Community college administrators of some large state systems have been boasting that their state’s largest graduate school of education is their colleges, because teachers in the field are using them more widely for courses that maintain their certification than getting those courses from universities. Cost and convenience are obvious reasons. The director of a community college foundation in Florida told me four decades ago that almost two-thirds of the classroom teachers then on the job had started college in the community colleges. It was probably no coincidence but that was about the time he was elected to the Legislature and Florida empowered all of its community colleges to provide bachelor degrees in education. Imagine a whole crop of classroom teachers starting out unencumbered by a university mindset! Part of that mindset, of course, is taking students for granted. That’s what universities have always done. Community colleges are advantaged in knowing they can’t afford that bad habit.
Adding these patterns together easily explains how and why a community college movement has grown into the third revolution of American higher education. The first was the magnificent Land-Grants, which brought every State a new college of engineering, while it elevated agricultural science into a national priority that would turn the American breadbasket into the most productive in the world, guided by the widely dispersed, qualified advisors at the grassroots popularly known as “county agents.” Both Dr. Bonny Frank (my wife) and I shared the great pleasure this month of serving as discussion leaders for an in-service day of forums that was the formal beginning of the 2015-16 college year for faculty and staff of Garden City College in Kansas. Billed as “LEGENDS … LEGACY,” the program also featured several civic leaders who were movers and shakers in both Garden City and the state. While leading the morning forum on “The Meaning of Community Colleges to the American Dream,” I chose the linchpin theme, as already outlined.

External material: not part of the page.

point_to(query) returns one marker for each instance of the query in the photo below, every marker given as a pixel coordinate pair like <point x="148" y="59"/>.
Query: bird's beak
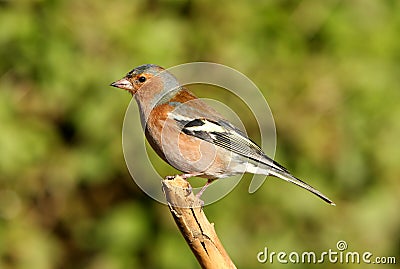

Dr. Bonny Franke has become a busy author since leaving her long and varied career in community and technical college administration spanning the field on three levels — campus, state system, and large multi-campus service with the Dallas County CCD. Featured in the afternoon forum, she shared insights from her intense and continuing study of “Leadership,” soon to go to press as her fourth book. All in all, it was a day in which our understanding of public service was enriched as much or more than the audience’s.
Such is the reward of a visit to Garden City. GCCC President Herb Swender, in vigorous collaboration with his board of trustees, orchestrates a partnership between community and college that radiates their very name. Their Garden is a veritable rural Camelot. It’s a prime example of the benefits both economic and cultural that a quality community college spreads in rural America. As the heart of rural America, Kansas has 19 community colleges, roughly one for every five counties, putting college access at less than an hour’s drive for every Kansan. Kansas also showcases the upward mobility that Pell Grants bring to rural America. Rural America benefits from Pell as much as the urban centers.
Pell is by far the greatest benefit to students and colleges ever enacted by Congress. Again, it has outrun five GI Bills combined in putting Americans in college, looking as promising for the future as the past. Roughly half of the students earning college credit in the Kansas community colleges are supported by Pell. It’s been 54% at GCCC in the last academic year. It’s higher in the farm States with shorter growing seasons. At Maine’s six rural community colleges, for example, Pell supports 60% or more of the enrollment. At least half the nation’s community colleges serve rural communities and counties, some 600 in all. Half or more of that number could fold if Pell were to end. Pell is looking more and more like another third rail: touch at your own risk. It’s doing as much as Social Security to feed social stability — even as it fills democracy’s promise of equality through opportunity. Rural voters owe it to themselves to make their Members of Congress understand very plainly that Pell has “third rail” importance to their future in the lives of their children. Like Social Security checks, Pell dollars go largely to necessities. They go first to tuition at most colleges. What’s left becomes credit at the bookstore, or lunch and car money in the student’s pocket. They go farther at community colleges than anywhere else in higher education.
For the disadvantaged aspiring to achieve, their dreams of success, growing by equality through opportunity, are spelled P-E-L-L. So, the nation is living in the third revolution in education, rooted in the progressive combination of community college and Pell Grant. Yes, it’s the linchpin of the American Dream. How important is it to rural America? As big as rural America wants it to be. Camelot is possible for every rural community or county that has a community college. It will happen as a partnership, wherever the president and board share the vision and the determination to make it happen.